Films

Le mal-aimé : Peur bleue de Renny Harlin, gros film de requin jouissif

Par Geoffrey Crété
16 mai 2018
MAJ : 21 mai 2024
25 commentaires

Peur Bleue, une série B de requins injustement méprisée.

Photo Peur Bleue

Parce que le cinéma est un univers à géométrie variable, soumis aux modes et à la mauvaise foi, Ecran Large, pourfendeur de l’injustice, se pose en sauveur de la cinéphilie avec un nouveau rendez-vous. Le but : sauver des abîmes un film oublié, mésestimé, amoché par la critique, le public, ou les deux à sa sortie. 

 

Affiche fr

 

« Bête et risible » (Seattle Times)

« Moby Dick, au secours ! » (Les Inrocks)

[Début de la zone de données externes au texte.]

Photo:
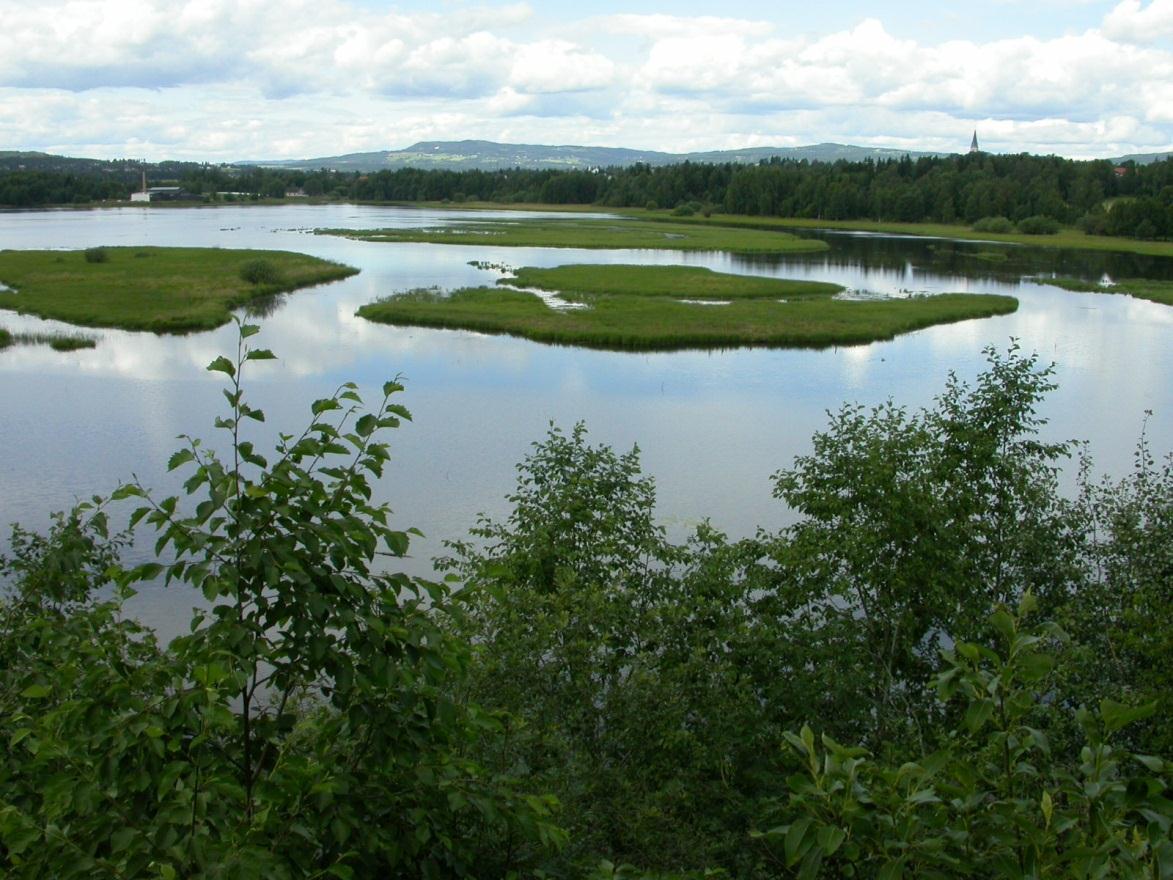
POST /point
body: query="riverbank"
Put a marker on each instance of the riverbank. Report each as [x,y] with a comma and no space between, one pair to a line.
[1140,288]
[594,235]
[646,317]
[165,290]
[1066,237]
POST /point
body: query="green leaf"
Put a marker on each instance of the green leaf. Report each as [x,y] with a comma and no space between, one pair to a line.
[1117,715]
[222,365]
[794,837]
[181,458]
[831,839]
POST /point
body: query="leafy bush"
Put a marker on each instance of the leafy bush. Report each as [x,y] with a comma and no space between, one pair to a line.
[306,724]
[995,799]
[994,224]
[1038,225]
[259,271]
[321,717]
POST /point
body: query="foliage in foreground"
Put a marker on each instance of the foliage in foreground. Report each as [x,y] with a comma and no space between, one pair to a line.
[306,724]
[327,716]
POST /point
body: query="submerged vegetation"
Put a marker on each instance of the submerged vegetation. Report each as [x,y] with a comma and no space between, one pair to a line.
[592,234]
[649,308]
[943,668]
[58,342]
[160,289]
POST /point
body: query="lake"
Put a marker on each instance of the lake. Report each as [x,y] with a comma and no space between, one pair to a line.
[712,426]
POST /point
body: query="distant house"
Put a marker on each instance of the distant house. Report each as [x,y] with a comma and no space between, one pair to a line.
[162,194]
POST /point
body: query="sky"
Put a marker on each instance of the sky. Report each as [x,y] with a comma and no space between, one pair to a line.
[230,80]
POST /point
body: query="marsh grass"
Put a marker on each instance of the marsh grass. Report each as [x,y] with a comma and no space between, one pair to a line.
[176,290]
[1064,238]
[594,234]
[58,342]
[1140,288]
[649,322]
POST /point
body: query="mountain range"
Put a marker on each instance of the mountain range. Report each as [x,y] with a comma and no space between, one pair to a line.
[489,155]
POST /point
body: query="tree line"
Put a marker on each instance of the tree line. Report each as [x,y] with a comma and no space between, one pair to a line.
[1131,200]
[943,668]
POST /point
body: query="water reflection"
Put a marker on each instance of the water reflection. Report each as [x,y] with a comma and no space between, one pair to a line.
[712,425]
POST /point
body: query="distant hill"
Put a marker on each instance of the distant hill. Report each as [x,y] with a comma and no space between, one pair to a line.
[489,155]
[129,168]
[1144,158]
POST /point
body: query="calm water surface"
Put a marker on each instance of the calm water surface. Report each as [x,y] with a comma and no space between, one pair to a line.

« Tous les plans de Harlin font peine à voir » (Fluctuat)

« Un mauvaise copie des Dents de la mer » (Boston Globe)

« Rien de follement original ni de très angoissant » (Télérama)

« Le mélange des effets spéciaux et images de synthèse est si satisfaisant que la pure débilité du film devient finalement partie intégrante du plaisir » (Variety)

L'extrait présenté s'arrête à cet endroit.